After a week long struggle with the people at DHL I finally received my camera. But it was no small feat. Initially I was told that the camera would be delivered to my home in matter of days, after customs processed my documents etc.. Various women at DHL (some who spoke english and some who didn't) explained that the driver of the truck would phone me, and I would have to run home with 400 euros in hand (wtf? for taxes) to meet him. I waited all last week for a phone call I ultimately never received. This Monday I phoned DHL pissed. In broken spanish I demanded to know what was going on with my camera. To make a much longer and tedious story shorter, suddenly I was invited to go to the airport and pick up the camera myself. If I proceeded as thus the taxes would definitely be removed, according to one phone operator; would probably be lifted according to another. Clearly, information at DHL is maleable.
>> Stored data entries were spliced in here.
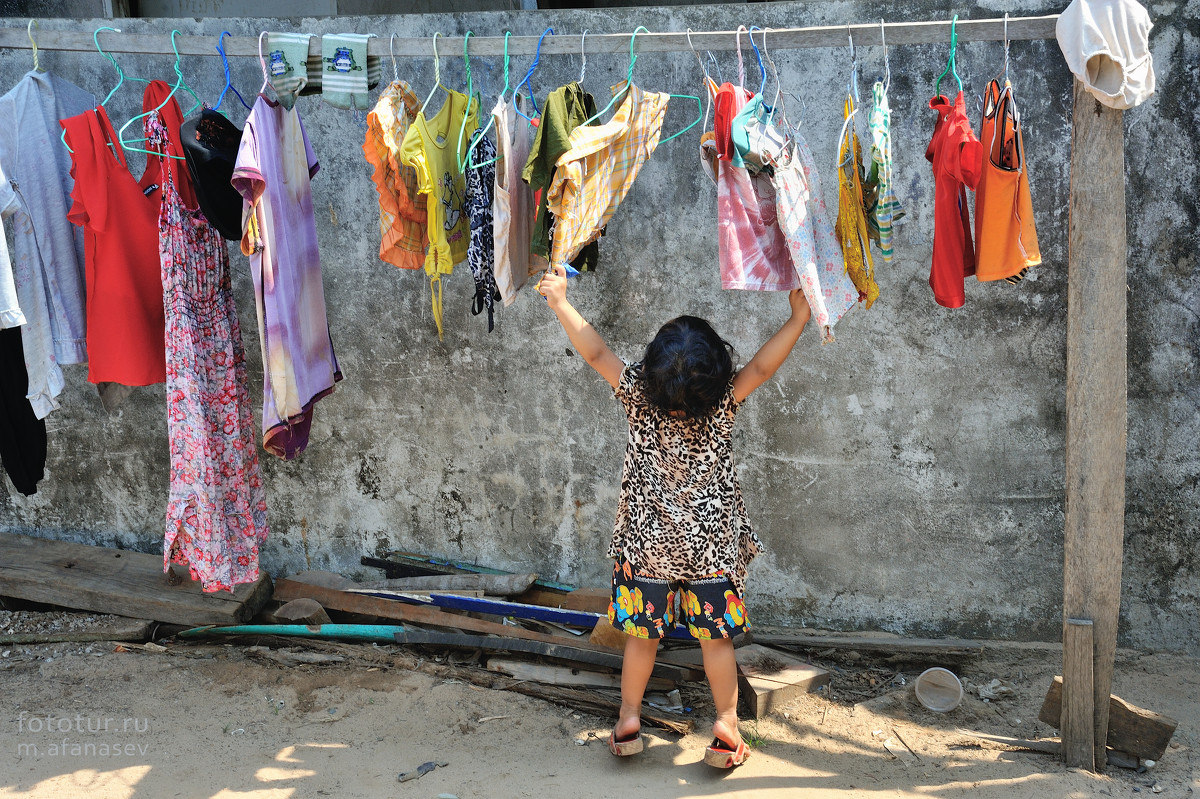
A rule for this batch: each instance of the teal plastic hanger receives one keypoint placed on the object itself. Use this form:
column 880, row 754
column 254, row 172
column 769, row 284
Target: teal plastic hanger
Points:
column 951, row 65
column 525, row 80
column 491, row 120
column 462, row 126
column 629, row 82
column 437, row 74
column 179, row 84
I told them I would jump on the next bus to the airport. Oh but wait, they said, you can't come today because the customs officers only work until 2:30pm according to one operator "Antonino" (who spoke no english), or 1:30pm according to another nameless operator. On the brink of losing my mind, I told them I would be there first thing the next morning, so help me god.
Yesterday I rode the bus to the airport and asked the driver upon arriving where the cargo area was located. He told me to walk 5 to 10 minutes in one direction and about 13 minutes later with the Spanish sun beating down on me I arrived at the entrance of this industrial wasteland to learn that of course, DHL was the last building in the complex and was about 1km down the road, right before you get to the big oil tanks. Perfect.
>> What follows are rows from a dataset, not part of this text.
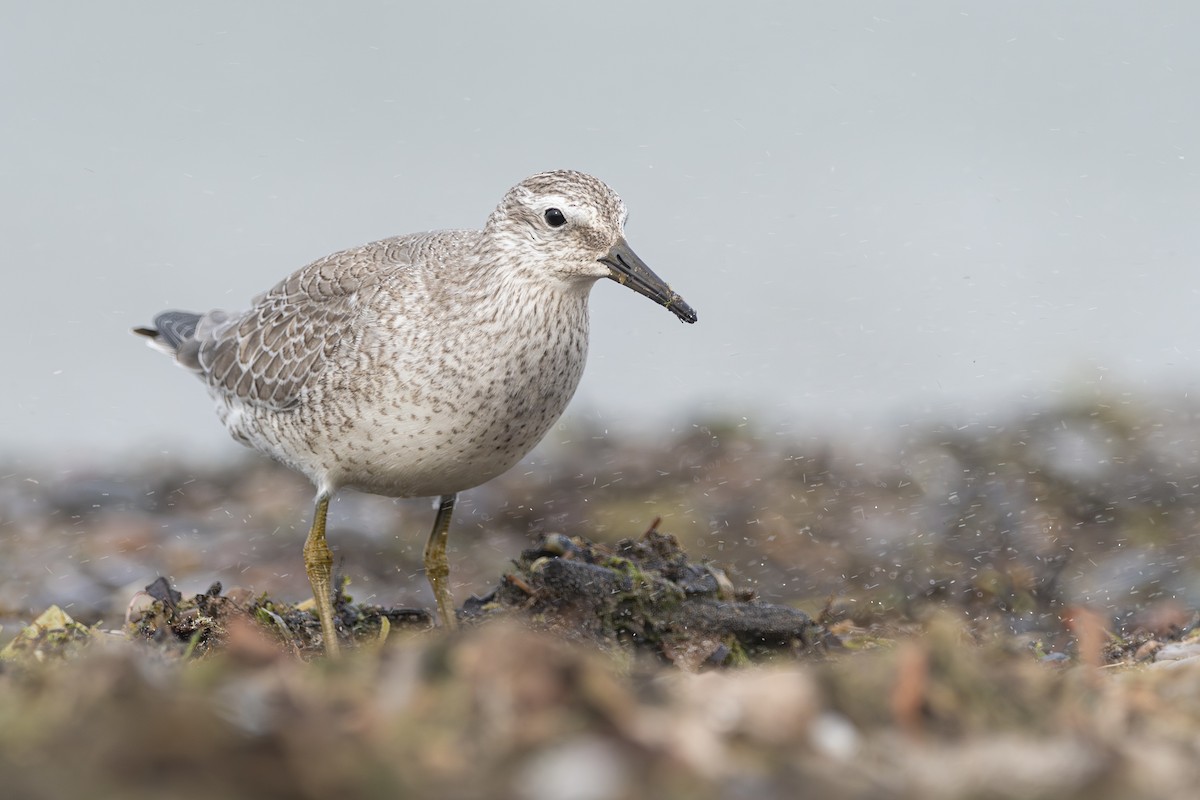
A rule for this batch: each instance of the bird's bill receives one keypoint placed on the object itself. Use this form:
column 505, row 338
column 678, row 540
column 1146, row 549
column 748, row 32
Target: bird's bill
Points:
column 629, row 270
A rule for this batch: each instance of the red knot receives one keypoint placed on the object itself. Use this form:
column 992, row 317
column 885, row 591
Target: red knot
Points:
column 420, row 365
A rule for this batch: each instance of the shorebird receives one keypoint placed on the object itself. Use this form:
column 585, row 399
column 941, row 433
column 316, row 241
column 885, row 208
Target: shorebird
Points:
column 420, row 365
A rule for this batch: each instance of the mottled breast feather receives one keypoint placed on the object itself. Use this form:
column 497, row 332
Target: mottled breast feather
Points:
column 267, row 354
With sweat pouring down my face, I burst through the doors of DHL. I took one look at the man behind the desk, he took one look at me and he said to me, of course in Spanish: I know exactly who you are. My response in Spanish: And I you. Hola, Antonino.
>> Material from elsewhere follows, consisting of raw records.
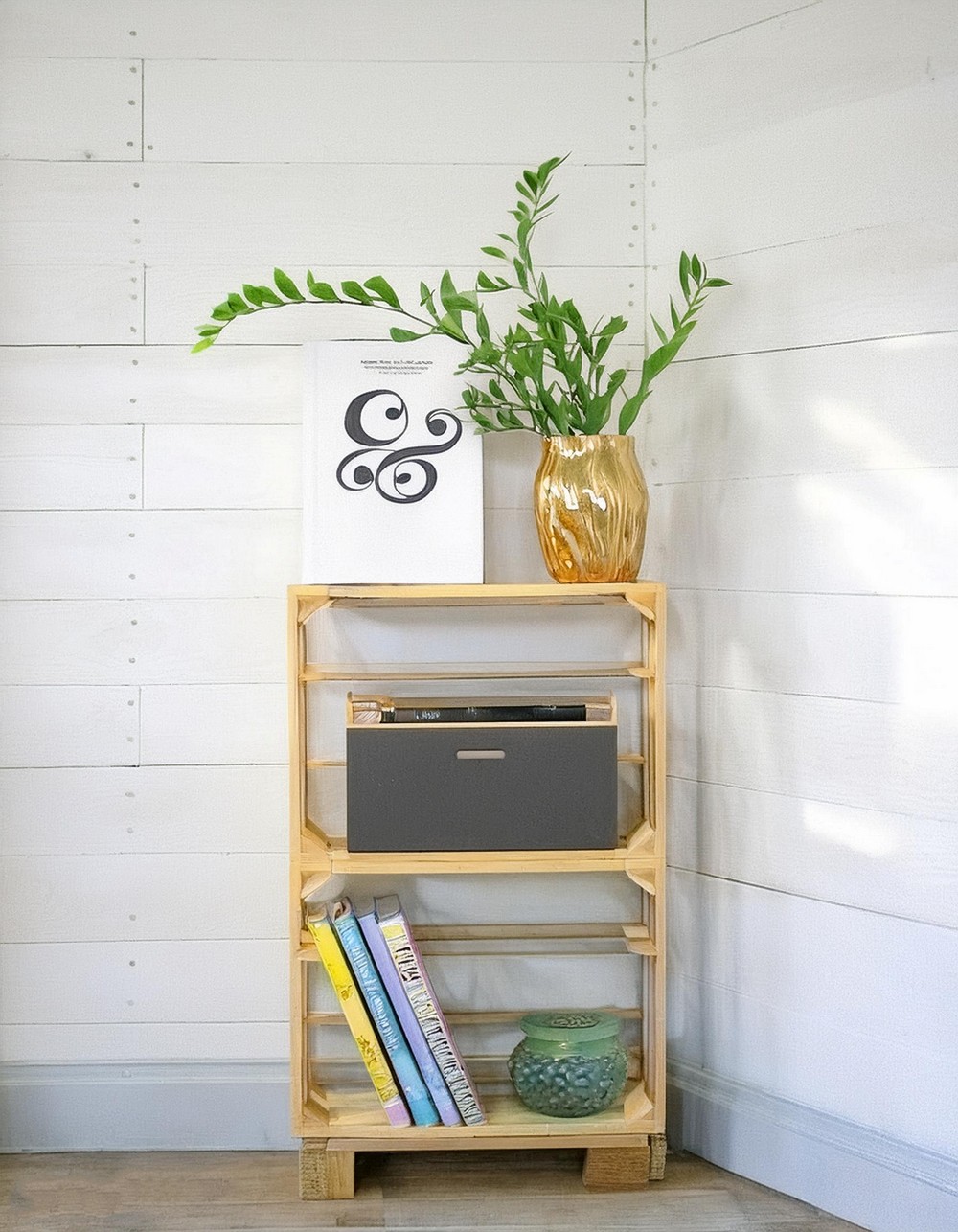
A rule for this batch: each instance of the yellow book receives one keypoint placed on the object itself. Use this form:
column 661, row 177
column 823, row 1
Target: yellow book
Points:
column 354, row 1009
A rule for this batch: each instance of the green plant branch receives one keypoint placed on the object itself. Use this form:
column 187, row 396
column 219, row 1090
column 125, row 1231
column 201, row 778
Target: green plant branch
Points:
column 546, row 374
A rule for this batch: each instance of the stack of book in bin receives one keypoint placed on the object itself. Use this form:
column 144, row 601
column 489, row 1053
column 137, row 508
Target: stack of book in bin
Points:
column 404, row 1040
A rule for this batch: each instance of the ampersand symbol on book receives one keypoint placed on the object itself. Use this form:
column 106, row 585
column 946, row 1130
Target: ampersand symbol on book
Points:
column 376, row 421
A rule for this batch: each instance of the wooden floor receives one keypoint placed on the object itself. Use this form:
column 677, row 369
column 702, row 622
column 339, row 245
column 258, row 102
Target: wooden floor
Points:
column 484, row 1189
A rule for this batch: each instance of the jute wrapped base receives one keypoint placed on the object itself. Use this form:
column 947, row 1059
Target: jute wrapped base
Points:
column 616, row 1168
column 323, row 1173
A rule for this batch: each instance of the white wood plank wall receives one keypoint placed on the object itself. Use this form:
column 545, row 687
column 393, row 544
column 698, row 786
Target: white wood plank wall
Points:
column 804, row 466
column 155, row 154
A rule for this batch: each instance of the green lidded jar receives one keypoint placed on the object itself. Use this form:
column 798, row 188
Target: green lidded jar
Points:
column 569, row 1063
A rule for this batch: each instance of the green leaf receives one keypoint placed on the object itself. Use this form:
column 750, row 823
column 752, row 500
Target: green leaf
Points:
column 664, row 355
column 380, row 288
column 254, row 294
column 482, row 326
column 548, row 167
column 285, row 285
column 449, row 326
column 684, row 275
column 240, row 305
column 323, row 291
column 629, row 410
column 354, row 291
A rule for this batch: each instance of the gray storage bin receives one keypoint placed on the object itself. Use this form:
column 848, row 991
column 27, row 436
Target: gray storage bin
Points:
column 482, row 787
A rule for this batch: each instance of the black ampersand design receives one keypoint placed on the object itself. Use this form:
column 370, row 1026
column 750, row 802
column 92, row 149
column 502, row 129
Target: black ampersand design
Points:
column 401, row 476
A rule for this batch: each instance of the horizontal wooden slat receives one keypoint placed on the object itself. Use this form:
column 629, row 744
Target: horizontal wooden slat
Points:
column 149, row 384
column 148, row 555
column 861, row 647
column 171, row 641
column 120, row 982
column 43, row 203
column 673, row 27
column 847, row 168
column 877, row 861
column 104, row 305
column 863, row 407
column 70, row 468
column 838, row 291
column 132, row 899
column 863, row 754
column 790, row 960
column 752, row 961
column 68, row 726
column 340, row 115
column 70, row 108
column 397, row 215
column 145, row 810
column 535, row 671
column 331, row 31
column 223, row 466
column 308, row 215
column 810, row 59
column 883, row 533
column 198, row 724
column 143, row 1041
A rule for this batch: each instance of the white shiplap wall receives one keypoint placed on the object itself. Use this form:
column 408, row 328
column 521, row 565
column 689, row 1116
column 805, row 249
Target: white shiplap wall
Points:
column 804, row 466
column 156, row 154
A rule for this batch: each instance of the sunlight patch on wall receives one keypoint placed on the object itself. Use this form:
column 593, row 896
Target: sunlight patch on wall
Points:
column 867, row 834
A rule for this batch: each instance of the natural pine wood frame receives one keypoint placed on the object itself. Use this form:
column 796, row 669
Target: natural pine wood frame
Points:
column 625, row 1146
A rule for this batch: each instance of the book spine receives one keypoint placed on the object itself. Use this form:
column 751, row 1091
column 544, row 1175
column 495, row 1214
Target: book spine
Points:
column 384, row 1019
column 357, row 1019
column 408, row 961
column 408, row 1020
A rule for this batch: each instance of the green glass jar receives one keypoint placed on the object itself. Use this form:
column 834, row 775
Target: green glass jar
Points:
column 569, row 1063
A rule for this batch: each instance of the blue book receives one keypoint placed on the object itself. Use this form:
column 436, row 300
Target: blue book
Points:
column 383, row 1015
column 418, row 1042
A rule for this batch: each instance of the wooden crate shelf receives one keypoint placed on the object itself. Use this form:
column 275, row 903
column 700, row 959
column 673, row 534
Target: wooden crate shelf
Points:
column 337, row 1116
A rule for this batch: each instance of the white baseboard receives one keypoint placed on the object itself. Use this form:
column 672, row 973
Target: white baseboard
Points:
column 847, row 1170
column 156, row 1107
column 854, row 1172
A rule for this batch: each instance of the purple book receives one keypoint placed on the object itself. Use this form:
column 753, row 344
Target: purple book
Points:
column 411, row 970
column 408, row 1020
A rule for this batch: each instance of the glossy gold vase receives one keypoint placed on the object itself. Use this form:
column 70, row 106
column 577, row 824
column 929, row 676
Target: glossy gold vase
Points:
column 591, row 504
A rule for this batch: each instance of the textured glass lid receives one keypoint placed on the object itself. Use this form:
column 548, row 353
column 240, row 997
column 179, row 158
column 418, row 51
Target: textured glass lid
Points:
column 570, row 1024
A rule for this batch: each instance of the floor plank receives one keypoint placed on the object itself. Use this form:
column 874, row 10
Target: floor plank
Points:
column 512, row 1192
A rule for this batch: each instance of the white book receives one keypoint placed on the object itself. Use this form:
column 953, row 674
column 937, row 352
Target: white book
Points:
column 392, row 473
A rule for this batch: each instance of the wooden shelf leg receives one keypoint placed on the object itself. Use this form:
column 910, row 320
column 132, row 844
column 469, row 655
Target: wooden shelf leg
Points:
column 616, row 1168
column 656, row 1163
column 324, row 1173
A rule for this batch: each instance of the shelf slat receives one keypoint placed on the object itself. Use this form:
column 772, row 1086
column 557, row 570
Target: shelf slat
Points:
column 313, row 673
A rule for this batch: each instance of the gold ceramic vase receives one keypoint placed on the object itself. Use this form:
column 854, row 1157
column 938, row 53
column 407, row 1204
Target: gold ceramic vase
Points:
column 591, row 503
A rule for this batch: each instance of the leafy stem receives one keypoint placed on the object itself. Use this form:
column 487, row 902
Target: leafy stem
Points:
column 548, row 371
Antonio ended up being my patron saint of the day. He graciously and patiently explained all of the paper work I had to fill out as if he were talking to a retarded child. Upon finishing, I was sent back through the industrial wasteland in the blazing heat to speak with an "inspector." Antonino told me to smile and nod and say yes and then I would get my camera. And off I went papers in hand. Instead of an inspector who I could charm with my ignorance and awkward smile I was confronted with an inspectora. I was invited to sit down in her office. I waited for the questions that Antonino had prepared me for but after 10 seconds of painful silence sitting across from a woman staring at me with folded arms, I realized I was going to have to plead my case: in spanish. This conversation will go down in history as the most horrifying use of spanish imaginable. Nevertheless, at the end of it all, she stamped my paper and then told me I had to go back to Antonino. My heart pounding from the inquisition I ran through the parking lot back to Antonio, smashed through the doors, tore past people waiting and smacked my stamped papers on the glass that separated me from Antonino. He laughed, told me: guapita, tranquilla, and to go sit and wait for two minutes while he got my camera for me. I had the biggest smile on my face when he handed me that box, and all of the men in this industrial airplane hanger started laughing at the pathetic, sweating, America girl who couldn't have possibly been happier to receive a brown cardboard box. I thanked them all, and ran out of that place as fast as my espadrilles could carry me.


And at the end of it all I got to wait for the bus with this lovely Joan Miro mosaic behind me.